Book - My Life on the Road by Gloria Steinem

Hate generalises, love specifies

The title of the book reflects the author’s learning from travelling around the world and talking with people. Properly talking to people. This is what seemed to spark Gloria Steinem into being a feminist activist and writer. I especially loved the stories from India, my motherland. From that opening quote from the introduction by Robin Morgan sets up the tone of the book, all the way to the closing one from Paula Ann Allen, ‘the root of oppression is the loss of Memory. Meaning people forgot feminism isn't new, other societies are equal. Ours isn't’. 

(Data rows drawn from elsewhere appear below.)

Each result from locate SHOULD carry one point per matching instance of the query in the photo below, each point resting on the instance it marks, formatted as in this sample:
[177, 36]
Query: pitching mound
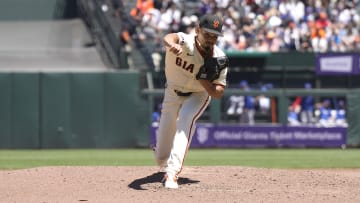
[196, 184]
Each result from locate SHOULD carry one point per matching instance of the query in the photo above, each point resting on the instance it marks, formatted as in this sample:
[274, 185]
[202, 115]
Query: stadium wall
[72, 110]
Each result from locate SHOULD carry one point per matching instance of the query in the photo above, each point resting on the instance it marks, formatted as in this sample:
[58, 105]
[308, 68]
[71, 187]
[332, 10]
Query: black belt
[182, 94]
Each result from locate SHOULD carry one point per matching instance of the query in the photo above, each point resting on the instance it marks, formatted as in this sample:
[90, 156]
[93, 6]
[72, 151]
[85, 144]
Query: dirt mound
[196, 184]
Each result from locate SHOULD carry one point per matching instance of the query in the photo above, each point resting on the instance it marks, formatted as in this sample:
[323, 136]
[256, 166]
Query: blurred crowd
[254, 25]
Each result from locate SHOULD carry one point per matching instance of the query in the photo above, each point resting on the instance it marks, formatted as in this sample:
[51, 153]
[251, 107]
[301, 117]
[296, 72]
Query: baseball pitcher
[195, 70]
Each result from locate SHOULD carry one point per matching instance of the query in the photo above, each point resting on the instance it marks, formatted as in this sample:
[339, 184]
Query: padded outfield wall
[109, 110]
[72, 110]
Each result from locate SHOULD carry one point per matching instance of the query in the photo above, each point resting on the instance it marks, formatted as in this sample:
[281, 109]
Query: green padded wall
[28, 9]
[353, 117]
[25, 110]
[5, 110]
[55, 110]
[86, 109]
[126, 115]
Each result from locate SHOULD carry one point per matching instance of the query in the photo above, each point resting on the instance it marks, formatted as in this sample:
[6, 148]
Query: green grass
[265, 158]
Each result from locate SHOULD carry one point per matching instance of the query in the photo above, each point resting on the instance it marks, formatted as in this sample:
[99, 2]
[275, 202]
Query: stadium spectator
[248, 115]
[293, 115]
[262, 25]
[340, 119]
[307, 106]
[326, 118]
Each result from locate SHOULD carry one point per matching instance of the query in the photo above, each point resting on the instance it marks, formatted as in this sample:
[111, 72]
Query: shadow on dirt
[156, 178]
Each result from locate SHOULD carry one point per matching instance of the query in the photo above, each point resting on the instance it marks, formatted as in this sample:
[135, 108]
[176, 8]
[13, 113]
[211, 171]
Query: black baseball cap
[211, 23]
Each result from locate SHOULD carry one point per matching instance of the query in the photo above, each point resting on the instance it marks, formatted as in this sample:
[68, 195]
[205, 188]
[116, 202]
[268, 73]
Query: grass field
[264, 158]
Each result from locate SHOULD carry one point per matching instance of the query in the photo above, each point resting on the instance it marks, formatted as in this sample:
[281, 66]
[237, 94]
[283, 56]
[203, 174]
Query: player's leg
[167, 126]
[190, 111]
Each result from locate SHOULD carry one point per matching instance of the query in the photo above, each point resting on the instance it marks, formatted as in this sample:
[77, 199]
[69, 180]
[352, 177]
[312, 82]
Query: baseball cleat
[170, 181]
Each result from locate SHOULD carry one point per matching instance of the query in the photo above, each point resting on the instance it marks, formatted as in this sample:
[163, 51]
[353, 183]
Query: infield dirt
[196, 184]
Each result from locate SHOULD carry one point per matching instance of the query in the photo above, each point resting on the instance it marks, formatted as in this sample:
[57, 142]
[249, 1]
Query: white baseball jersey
[181, 69]
[180, 113]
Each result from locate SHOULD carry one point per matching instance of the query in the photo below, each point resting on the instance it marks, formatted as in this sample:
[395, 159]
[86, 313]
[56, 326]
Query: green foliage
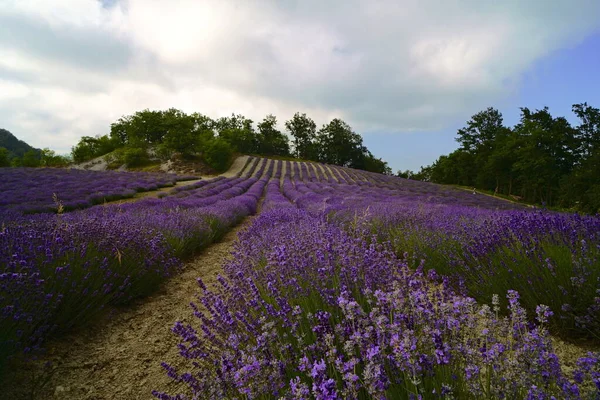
[238, 132]
[179, 133]
[49, 158]
[4, 158]
[542, 159]
[91, 147]
[218, 154]
[192, 135]
[271, 142]
[135, 157]
[304, 131]
[15, 147]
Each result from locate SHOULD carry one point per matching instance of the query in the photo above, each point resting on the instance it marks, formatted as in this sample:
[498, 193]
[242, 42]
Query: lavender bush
[31, 190]
[308, 310]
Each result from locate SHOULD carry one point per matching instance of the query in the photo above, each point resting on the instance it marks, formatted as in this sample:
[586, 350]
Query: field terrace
[347, 285]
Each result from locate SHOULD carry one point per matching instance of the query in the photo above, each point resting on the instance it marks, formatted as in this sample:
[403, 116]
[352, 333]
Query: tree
[339, 145]
[91, 147]
[481, 130]
[237, 130]
[588, 129]
[271, 142]
[304, 131]
[218, 154]
[179, 134]
[31, 159]
[49, 158]
[545, 154]
[4, 158]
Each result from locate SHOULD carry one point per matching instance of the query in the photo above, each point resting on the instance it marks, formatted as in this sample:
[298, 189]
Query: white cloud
[70, 67]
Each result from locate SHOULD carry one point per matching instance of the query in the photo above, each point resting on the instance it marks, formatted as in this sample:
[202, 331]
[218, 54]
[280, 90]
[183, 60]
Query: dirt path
[236, 167]
[119, 357]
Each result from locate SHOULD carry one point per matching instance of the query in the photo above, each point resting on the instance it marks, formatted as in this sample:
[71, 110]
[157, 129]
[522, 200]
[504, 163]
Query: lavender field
[346, 285]
[32, 190]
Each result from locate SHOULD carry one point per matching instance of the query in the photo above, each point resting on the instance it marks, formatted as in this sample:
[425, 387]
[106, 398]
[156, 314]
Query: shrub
[218, 154]
[135, 157]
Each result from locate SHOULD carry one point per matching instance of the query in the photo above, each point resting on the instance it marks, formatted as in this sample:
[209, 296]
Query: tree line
[33, 158]
[216, 140]
[542, 159]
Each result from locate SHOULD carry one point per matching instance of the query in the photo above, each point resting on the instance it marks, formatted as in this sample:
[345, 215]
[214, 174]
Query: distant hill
[15, 147]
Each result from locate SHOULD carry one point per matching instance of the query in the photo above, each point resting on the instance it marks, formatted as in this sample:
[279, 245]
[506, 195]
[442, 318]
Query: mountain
[15, 147]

There was no patriarchy in Native Indian culture, no chief and women were/are equal. This author asserts that the ‘chief’ label, the subject of many US films including my favourite Calamity Jane, was invented by the Americans. It makes sense. It’s just another way to justify the rhetoric to make groups of people sound less civilised when actually, they were/are more. This was their land.

When this book came out, the US had 25% of the world's prison population  (1 in 31 of the population). I wondered what it is now.  Research tells me it may have dipped a little, but it is still shocking when the US only has 5% of the world’s population. Another form of suppression that makes a lot of people, a lot of money. The prison population can’t vote and there are so many ways to stop people from voting. The Florida recount was stopped when they realised Bush may lose. Subsequently, all the things that happened because Bush became president instead of Al Gore are listed across two pages in the book. It’s worth reading the book just because of those two pages. It’s stunning to have these brains with us who have done all this work on working out how the world works and yet (western) society still seems to be going backwards in 2022.

We learn more where we know the least

Talking of money, alcoholism is treated as a disease, particularly in western society, as is an addiction to prescribed painkillers as sales of both make profits. Recreation drugs are criminalised although I believe this is until someone works out how to profit from them too.

Just like we only seem to learn about Henry VIII, American education seems to limit to the wars they have won (there are no winners in wars) rather than real history. Every time I hear a historical story about a man doing something great, I hear my inner voice shouting, but what about the woman behind him? Or did he just steal his wife’s idea because she never would have been taken seriously?

Steinem tells me Joan of Arc wasn’t murdered because they thought she was a witch, but because she was a heretic (I had to check heretic). And she tell of the times women like her give suggestions to the man set next to them to have them taken seriously.

I did not know that MLK was cajoled by a woman to give the ‘I Have a Dream’ speech. I have looked it up - it’s true.

Learning that Steinem wrote Shirley Chisolm’s, the first black woman elected to Congress, (last-minute) televised speech, I think of all those well-remembered political speeches that no one ever knows the speechwriter behind them. Unless you are an aspiring speechwriter.

What peaked my interest in reading this book that I should have read long ago (it was first published 2015, updated in 2020 ) was the recent TV series, Mrs America that featured the author and the person who was portrayed as her nemesis, Phyllis Schlafly.

It never ceases to amaze me how big politics is in the US. Occasionally I was asked which side I was on when in New York. It turns out I only knew Democrats but I would have had little idea then which President was red or blue. I know a lot more than I ever wanted to and I loathe how we have become this way in the UK. I dislike how divisive it is as if religion wasn’t disharmonious enough. The idea that you can agree with everyone a religion or political party says is alien to me.

In any case, how ‘pro-life’ it is to shoot dead a doctor who performs abortions as he attends church? I am still baffled that any woman in the world doesn’t want her right to choose. And then read about women who themselves pop in for a secret abortion even while on another day they themselves will be picketing those healthcare clinics. Women who have been denied contraception.

On that note ‘if a man’s violence causes a pregnant woman to miscarry, that's not murder. But abortion is?’.

Mrs America depicted an event where two opposing women’s groups clashed. Republican the women ‘s group against rights to abortion and did everything they could to prevent Steinem’s side - those who wanted women’s rights over their own bodies, to get to the event. I read in the book that they got business guests at hotels to check out as late as possible so women had to wait for hours to check-in. I recall from the drama them sitting on the floor waiting, and cramming into hotel rooms that were available but I do now think, why didn't they just threaten to cancel their bookings?

Bringing it up to date, I was most puzzled why American women voted for someone with so little respect for women (and humans, it seems) rather than Hillary Clinton who has spent her life championing their interests. It seems because of her lifelong work, we hold her to a higher standard (than ourselves) and we dislike that she stayed with her unfaithful husband.

Steinem continually returns to her somewhat shambolic upbringing with her father always away travelling, trying to support the family while her mother never lived out her own dream. And because she took after her father and travelled, I have learnt so much and the world is a better place because of her.